Scott Braden lives about two hours from Nucla and Naturita in Grand Junction, the “big city” of the Western Slope of Colorado (population 68,000). Braden is the executive director of Colorado Wildlands Project, a nonprofit that works to protect and advocate for Bureau of Land Management land in Colorado.
In May, Mesa County, home of Grand Junction, passed a resolution opposing the national monument, because it “did not adequately consider local needs and input.” A survey of Montrose and Mesa county residents found that 60% did not support a national monument.
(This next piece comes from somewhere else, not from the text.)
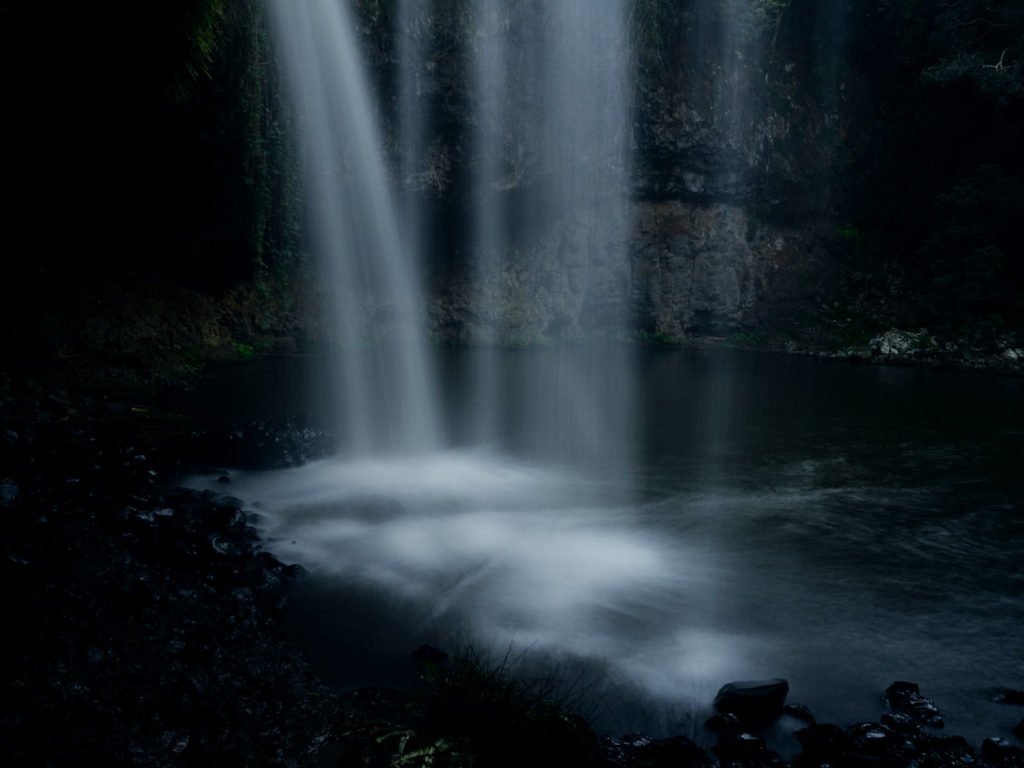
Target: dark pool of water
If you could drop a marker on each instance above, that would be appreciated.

In July, Mesa and Montrose counties proposed an alternative to Dolores Canyons National Monument in the form of a National Conservation Area. The proposed NCA would be 29,806 acres, less than a 10th of the currently proposed size. Proponents of the national monument say that the NCA is not enough protection for the land around the Dolores River.
Braden and Colorado Wildlands Project is a part of Protect the Dolores, the coalition working to do just that – protect the Dolores River and the land surrounding it.
Speaking for the coalition, Braden sees a national monument as a way to protect the future of the region by getting ahead of future issues like over-visitation – which Braden sees as an inevitability whether or not the monument designation goes through.
“I really think a national monument is a way to get ahead on that and make some intelligent choices around building out infrastructure on the public land as appropriate, and just making sure that this landscape is well positioned to most resiliently face that future,” Braden said.
Dolores Canyons National Monument would border the proposed National Conservation Area if Congress passes the NCA. The Conservation Area legislation was introduced by Sen. Michael Bennett and Sen. John Hickenlooper, both Democrats, to Congress in 2023. In July, after community meetings in the West End, Sen. Bennett and Sen. Hickenlooper released a joint statement on the proposed monument that supports many of the community concerns.
For the Protect the Dolores Coalition and Braden, cohesive land management through a monument designation would protect the region from future development and protect biodiversity while supporting outdoor recreation including hiking, camping, hunting, fishing, off highway vehicles, and more.
“Monument designation is specifically intended to protect those resources,” said Teal Lehto, who advocates for land and water protection through her platform Western Water Girl. “The folks that are working toward that protection have the same goals in mind. They want to make sure that that place stays the same way that it is right now. As the current management stands, that is not necessarily always going to be the case. There is a possibility of those lands being disposed of, leased, or developed in the future.”
Members of the Protect the Dolores Coalition and community members in the West End said repeatedly they want the same thing: for the landscape around the Dolores River to remain accessible, protected, and beautiful for future generations.
Braden with Protect the Dolores said that community input would be necessary for future resource management plans for a potential monument and that no decisions have been made about future management. He wants to connect with the community and make sure that everyone’s definition of “protect” is met. “We’re really happy to talk to anybody about their concerns,” he said.
“What we need to be building on and empowering is the small, locally led, community-driven groups that want to protect and preserve this for future generations,” Herland said. “They have everything invested in this.”